3. Sleep converts day to day experience to long term memory.
4. People who have other mental health [issues] usually have inconsistent sleep patterns. I've heard from a UC Berkeley lecture on sleep that your brain converts "negative" memories first. So if you consistently get too little sleep, you're more likely to have a bleaker outlook on life because your more "positive" memories weren't effectively converted to long term storage.
5. One sleep cycle is approximately 90 minutes. After 45 minutes, most people are in deep sleep. If you wake up in the middle of this, you're usually groggy and it takes a while for you to come out of it and wake up fully. The time it takes to come out of it usually aligns with the amount of time left in your sleep cycle.
6. Naps should either be less than 40 minutes OR the full 90. You really don't want to wake up from deep sleep.
7. Something like 40 percent of people aren't natural nappers -meaning they just can't nap. And that's okay! It just means that you need to treasure your night sleep even more and give yourself the time you need.
8. Some people say that napping makes them groggier and more tired before. Here's the science: when you're super sleep deprived, you're running on adrenaline. When you finally sleep a bit, you're rested enough to realize how tired you actually are. It's not the sleep that's making you lazy. You just have a lot of sleep debt.

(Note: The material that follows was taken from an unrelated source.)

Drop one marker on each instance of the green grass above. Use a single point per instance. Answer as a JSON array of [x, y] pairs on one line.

9. Sleep debt: if you can, sleep without an alarm clock. If you sleep longer than six to 10 hours, you probably have a lot of sleep debt piled up. For example, say you're a person who needs nine hours to function. If you only get eight hours every day for a week, it doesn't seem like much during the day; BUT that's seven hours of sleep debt that's piled up. This is probably where sleeping in on the weekend comes in.
10. You need approximately half an hour of sleep for one hour awake. This ratio is what gives us the eight hours thing: 24 hour day, 16 hours awake, eight hours asleep.
11. If you've payed off all of your sleep debt, you should be able to go to bed and wake up the next morning without an alarm.
12. The exact time length for sleep varies from person to person, so when you're relatively well rested, and have paid off much of your debt, experiment with naps and with night sleep to see how much you actually need.